FIG. 43 is a diagram showing the engine speed characteristic of the engine, FIG. 43 is a diagram showing the engine speed characteristic of the conversion gain, and FIG. 44 is the target opening Θ.
FIG. 45 is a diagram showing the relationship with the coefficient Ks, and FIG. 45 is a diagram showing the engine cooling water temperature WT and the step number conversion value Sw. 11 to 14 …… Wheel speed sensor, 15 …… Traction controller, 45 …… TSn calculator, 45b, 46b …… Coefficient multiplier, 46
...... TPn calculation unit, 47 …… Reference torque calculation unit, 503 …… Engine torque calculation unit, 507 …… Target air amount calculation unit, 512 ……

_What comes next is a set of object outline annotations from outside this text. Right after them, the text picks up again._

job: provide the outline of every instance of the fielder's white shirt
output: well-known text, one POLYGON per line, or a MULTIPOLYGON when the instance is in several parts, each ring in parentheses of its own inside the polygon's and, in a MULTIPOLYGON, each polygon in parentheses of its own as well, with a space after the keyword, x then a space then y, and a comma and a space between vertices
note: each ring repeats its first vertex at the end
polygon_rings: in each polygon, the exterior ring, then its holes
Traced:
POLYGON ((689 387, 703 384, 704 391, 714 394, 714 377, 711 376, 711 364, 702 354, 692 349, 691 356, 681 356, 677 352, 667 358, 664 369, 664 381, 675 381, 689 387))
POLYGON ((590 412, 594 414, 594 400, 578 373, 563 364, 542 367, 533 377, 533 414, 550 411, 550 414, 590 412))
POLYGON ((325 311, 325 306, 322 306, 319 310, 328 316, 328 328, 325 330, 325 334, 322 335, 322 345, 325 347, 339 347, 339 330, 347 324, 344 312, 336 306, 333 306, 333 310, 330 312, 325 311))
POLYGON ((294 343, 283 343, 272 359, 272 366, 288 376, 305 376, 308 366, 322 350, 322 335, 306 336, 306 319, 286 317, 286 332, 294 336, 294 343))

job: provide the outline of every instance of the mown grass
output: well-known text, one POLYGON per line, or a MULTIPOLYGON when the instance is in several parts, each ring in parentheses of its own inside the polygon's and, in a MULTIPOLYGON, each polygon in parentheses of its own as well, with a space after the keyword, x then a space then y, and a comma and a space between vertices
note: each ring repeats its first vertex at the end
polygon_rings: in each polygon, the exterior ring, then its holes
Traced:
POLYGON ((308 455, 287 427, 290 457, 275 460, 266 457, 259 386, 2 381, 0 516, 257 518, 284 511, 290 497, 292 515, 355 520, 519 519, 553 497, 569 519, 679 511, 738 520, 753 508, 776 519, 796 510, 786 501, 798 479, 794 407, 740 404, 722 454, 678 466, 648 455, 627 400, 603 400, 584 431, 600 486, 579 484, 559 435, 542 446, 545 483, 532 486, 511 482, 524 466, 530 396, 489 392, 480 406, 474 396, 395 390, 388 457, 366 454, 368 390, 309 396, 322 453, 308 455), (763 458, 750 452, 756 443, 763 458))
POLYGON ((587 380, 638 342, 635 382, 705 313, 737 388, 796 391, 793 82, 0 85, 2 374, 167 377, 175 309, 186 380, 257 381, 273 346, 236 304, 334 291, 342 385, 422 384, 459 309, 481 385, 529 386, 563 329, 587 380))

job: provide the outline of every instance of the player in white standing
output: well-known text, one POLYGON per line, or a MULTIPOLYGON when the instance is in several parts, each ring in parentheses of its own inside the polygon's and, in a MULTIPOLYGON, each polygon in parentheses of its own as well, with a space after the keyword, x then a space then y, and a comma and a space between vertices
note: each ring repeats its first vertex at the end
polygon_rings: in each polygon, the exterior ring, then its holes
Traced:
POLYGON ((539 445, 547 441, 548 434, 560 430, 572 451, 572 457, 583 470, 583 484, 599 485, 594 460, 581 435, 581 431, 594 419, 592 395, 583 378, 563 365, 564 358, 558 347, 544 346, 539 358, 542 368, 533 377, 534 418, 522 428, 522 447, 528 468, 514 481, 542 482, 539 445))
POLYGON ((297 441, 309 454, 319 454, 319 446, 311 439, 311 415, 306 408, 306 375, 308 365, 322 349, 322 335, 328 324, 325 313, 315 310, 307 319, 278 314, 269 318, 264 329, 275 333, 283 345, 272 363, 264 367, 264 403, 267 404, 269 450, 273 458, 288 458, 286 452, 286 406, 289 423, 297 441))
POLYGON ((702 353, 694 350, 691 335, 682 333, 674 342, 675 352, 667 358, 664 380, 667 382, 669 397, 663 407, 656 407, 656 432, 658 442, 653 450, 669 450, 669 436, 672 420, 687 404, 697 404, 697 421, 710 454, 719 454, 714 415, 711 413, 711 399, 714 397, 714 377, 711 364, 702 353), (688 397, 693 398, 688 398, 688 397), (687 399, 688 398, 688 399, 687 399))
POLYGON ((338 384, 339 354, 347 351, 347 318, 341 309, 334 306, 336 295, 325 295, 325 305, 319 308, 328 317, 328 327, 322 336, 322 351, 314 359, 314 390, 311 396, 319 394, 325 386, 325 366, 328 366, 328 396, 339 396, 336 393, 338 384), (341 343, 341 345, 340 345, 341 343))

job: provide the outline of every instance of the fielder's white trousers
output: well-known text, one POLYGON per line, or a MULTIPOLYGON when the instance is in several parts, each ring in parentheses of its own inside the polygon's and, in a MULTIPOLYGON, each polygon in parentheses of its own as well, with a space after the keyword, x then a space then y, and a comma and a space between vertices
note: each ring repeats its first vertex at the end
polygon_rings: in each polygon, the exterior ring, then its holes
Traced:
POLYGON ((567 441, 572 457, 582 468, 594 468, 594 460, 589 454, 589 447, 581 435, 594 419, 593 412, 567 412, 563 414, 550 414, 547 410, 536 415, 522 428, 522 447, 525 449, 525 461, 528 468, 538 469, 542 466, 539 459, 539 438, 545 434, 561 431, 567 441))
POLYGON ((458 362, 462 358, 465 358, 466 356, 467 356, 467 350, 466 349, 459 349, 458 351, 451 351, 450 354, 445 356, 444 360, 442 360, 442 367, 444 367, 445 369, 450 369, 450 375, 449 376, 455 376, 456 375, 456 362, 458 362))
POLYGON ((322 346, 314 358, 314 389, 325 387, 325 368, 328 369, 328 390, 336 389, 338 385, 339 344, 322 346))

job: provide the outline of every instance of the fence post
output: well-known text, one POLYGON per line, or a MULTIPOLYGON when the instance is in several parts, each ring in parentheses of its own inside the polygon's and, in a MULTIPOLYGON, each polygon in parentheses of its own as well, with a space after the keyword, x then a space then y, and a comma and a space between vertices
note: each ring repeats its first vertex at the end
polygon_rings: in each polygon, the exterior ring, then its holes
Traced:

Target throttle opening calculation unit, 53 ... Centripetal acceleration calculation unit,
54 Centripetal acceleration correction unit.

Claims (1)

(57) [Claims] 1. A main throttle valve whose opening is controlled according to an operation amount of an accelerator pedal and a sub-throttle valve whose opening is electrically controlled are provided in an intake passage of a vehicle engine, and the sub-throttle is provided. In the engine output control method for controlling the output of the engine by controlling the opening of the valve, a target engine torque to be output from the engine is calculated, and the target engine torque and the opening of the main throttle valve are calculated. Using the target throttle valve, the target opening degree of the sub-throttle valve required to output an engine torque equal to the target engine torque from the engine is obtained, and the sub-throttle valve is opened so that the sub-throttle valve opening degree becomes the target opening degree. A method for controlling an engine output of a vehicle, comprising controlling a valve.